GuardReasoner: Towards Reasoning-based LLM Safeguards
As LLMs increasingly impact safety-critical applications, ensuring their safety using guardrails remains a key challenge. This paper proposes GuardReasoner, a new safeguard for LLMs, by guiding the guard model to learn to reason. Concretely, we first create the GuardReasonerTrain dataset, which consists of 127K samples with 460K detailed reasoning steps. Then, we introduce reasoning SFT to unlock the reasoning capability of guard models. In addition, we present hard sample DPO to further strengthen their reasoning ability. In this manner, GuardReasoner achieves better performance, explainability, and generalizability. Extensive experiments and analyses on 13 benchmarks of 3 guardrail tasks demonstrate its superiority. Remarkably, GuardReasoner 8B surpasses GPT-4o+CoT by 5.74% and LLaMA Guard 3 8B by 20.84% F1 score on average. We release the training data, code, and models with different scales (1B, 3B, 8B) of GuardReasoner : https://github.com/yueliu1999/GuardReasoner/.
Discussion
Host: Hey everyone, and welcome back to the podcast! Today, we're diving into a fascinating area of AI safety, something that's becoming increasingly critical as large language models, or LLMs, continue to grow in power and prevalence. It's about how we can build better guardrails to ensure these powerful tools are used responsibly and safely. We’ve got a pretty exciting paper to discuss, something called 'GuardReasoner: Towards Reasoning-based LLM Safeguards,' and I'm really looking forward to breaking it down with you all.

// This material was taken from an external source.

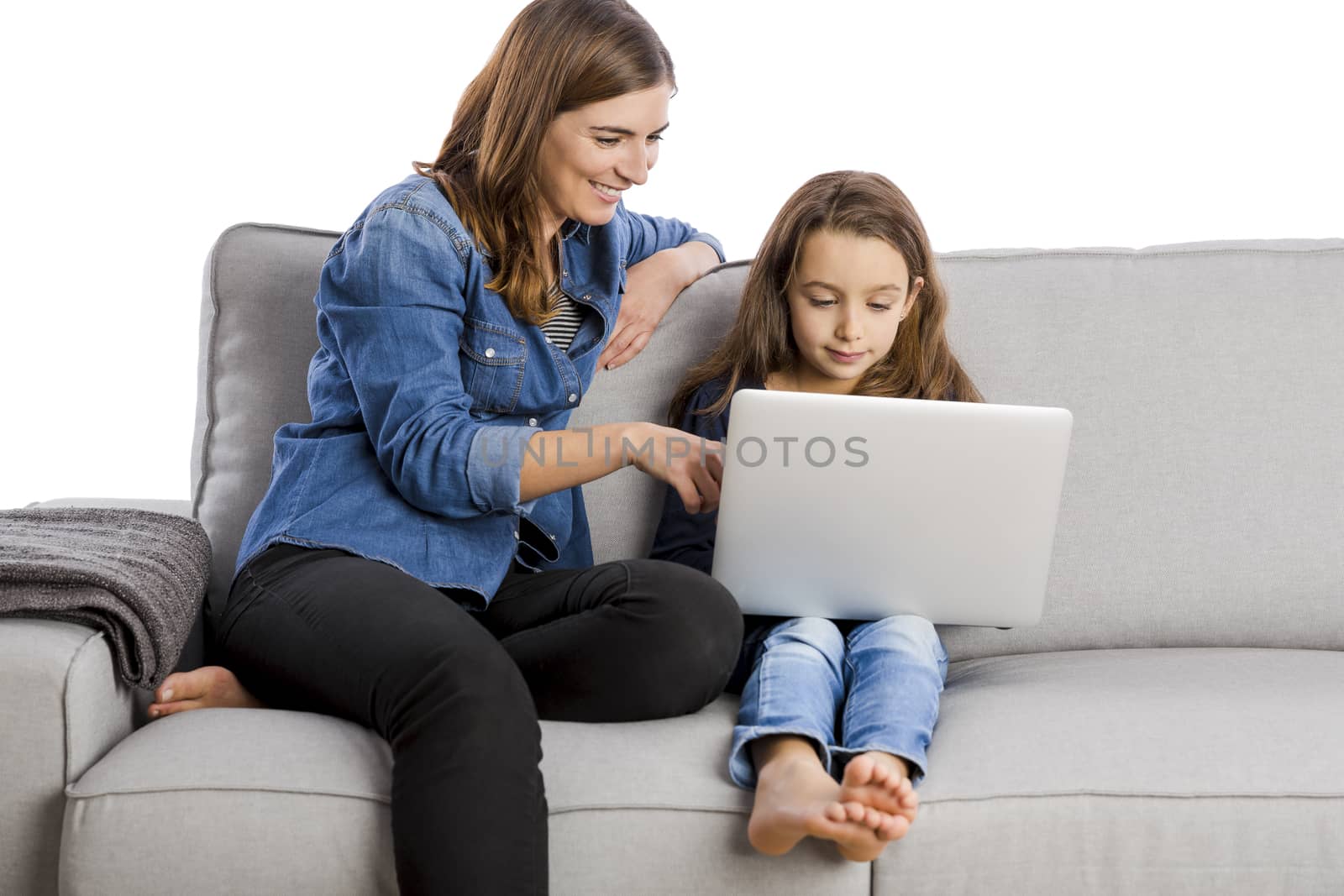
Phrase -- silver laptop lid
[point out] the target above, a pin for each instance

Host: So, before we jump in, let’s take a quick overview of what we're tackling today. We're going to start with a general introduction to the paper, then we'll move into the research that the team behind this built upon. After that, we'll dig into the core of the paper - the GuardReasoner model, how it works and what it does. We’ll also check out the experiments they ran and then we will touch upon what we can take away from it. It’s a full agenda but we should get through it!
Host: Let's get started with the 'Introduction'. The paper starts by acknowledging the huge impact LLMs are having, touching upon their use in chatbots, search, software engineering and how they're really becoming a part of our daily routines. But, and it's a big but, they also bring potential risks if they’re not used properly, right? There have been recent attacks showing that these models can be manipulated maliciously.

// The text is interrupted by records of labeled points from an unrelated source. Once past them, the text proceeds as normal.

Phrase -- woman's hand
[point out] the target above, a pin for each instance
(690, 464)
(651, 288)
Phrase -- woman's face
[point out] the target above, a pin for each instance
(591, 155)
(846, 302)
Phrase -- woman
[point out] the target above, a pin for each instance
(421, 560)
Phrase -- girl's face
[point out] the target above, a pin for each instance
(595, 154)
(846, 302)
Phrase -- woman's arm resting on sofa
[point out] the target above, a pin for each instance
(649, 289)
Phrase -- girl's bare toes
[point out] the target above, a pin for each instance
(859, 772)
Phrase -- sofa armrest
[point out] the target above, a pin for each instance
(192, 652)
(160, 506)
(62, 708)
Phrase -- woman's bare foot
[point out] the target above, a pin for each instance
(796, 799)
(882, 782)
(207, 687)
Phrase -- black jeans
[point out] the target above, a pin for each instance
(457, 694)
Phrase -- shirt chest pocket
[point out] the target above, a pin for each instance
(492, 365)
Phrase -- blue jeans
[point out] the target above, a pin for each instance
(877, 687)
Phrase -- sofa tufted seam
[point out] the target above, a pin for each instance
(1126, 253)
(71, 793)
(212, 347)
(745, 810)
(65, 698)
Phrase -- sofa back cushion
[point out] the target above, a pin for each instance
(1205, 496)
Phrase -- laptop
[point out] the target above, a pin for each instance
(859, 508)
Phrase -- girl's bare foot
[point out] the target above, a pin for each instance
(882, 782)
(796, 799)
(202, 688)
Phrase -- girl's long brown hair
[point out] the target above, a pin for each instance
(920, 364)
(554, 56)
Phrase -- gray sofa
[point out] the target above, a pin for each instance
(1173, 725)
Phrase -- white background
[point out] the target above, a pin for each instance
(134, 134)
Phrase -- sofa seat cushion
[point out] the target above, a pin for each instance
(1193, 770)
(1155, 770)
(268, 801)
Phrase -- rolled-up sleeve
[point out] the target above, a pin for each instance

Host: This is where the concept of guard models comes in. Now, these aren’t necessarily a new idea but the paper highlights some drawbacks of how they're generally used. So, models like OpenAI Moderation or LLaMA Guard, while effective to a point, often rely on what the paper calls 'straightforward instruction tuning'. This limits their reasoning abilities which impacts their performance. These are essentially classifiers which provide moderation but not the why, making it hard to understand their decision making process. And finally, their approach doesn’t really generalize that well to newer, unexpected types of harm as they're based on predefined categories. This is a problem since the kinds of ‘harm’ are always evolving and it's difficult for the models to keep up. In short, the introduction sets the stage that these guard models often lack the ability to reason effectively, explain their decisions, and generalize to unforeseen situations.

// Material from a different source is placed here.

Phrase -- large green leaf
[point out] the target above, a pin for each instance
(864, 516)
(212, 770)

Host: So that’s a pretty good outline of the need and context of the paper, shall we move onto ‘Related Work’? It’s important to understand where this research sits in the field. The paper does a good job at outlining this. First up, it discusses 'Safety Alignment of LLMs'. This covers the work that goes into making sure LLMs are helpful, harmless, and honest, which is a massive challenge in itself. This involves everything from curating high quality data to filter unsafe content and implementing different training techniques like SFT (Supervised Fine-Tuning), RLHF (Reinforcement Learning from Human Feedback) and DPO (Direct Preference Optimization). The paper also mentions some new alignment methods that don't need additional fine tuning. What’s also very interesting is they note a research direction where they look at deliberative alignment where reasoning is used to make the models safer, this is clearly a big motivator for the team’s work.
Host: And then, it dives into 'Guard Models for LLMs'. This section outlines different types of guard models that are used to moderate the input and output of LLMs. Traditional guard models are mentioned first, using statistical methods, and then there are the Closed-Source guard APIs that are developed by companies like OpenAI. It’s always good to get a picture of what the big players are doing! The paper also goes on to discuss Open-Source guard models, like the LLaMA Guard series, Aegis series, and others, these are the models which are openly available and have been fine-tuned using red-teaming data. This is where the paper puts itself, focusing on this open source category. It’s interesting that the paper references some work on the calibration of these models, and also focuses on lightweight guard models. The paper makes it clear here that existing models have limitations with performance, explainability, and generalizability. They really emphasize that reasoning is the way forward to tackle this. So it seems like all of this is setting up the case for GuardReasoner which this paper proposes.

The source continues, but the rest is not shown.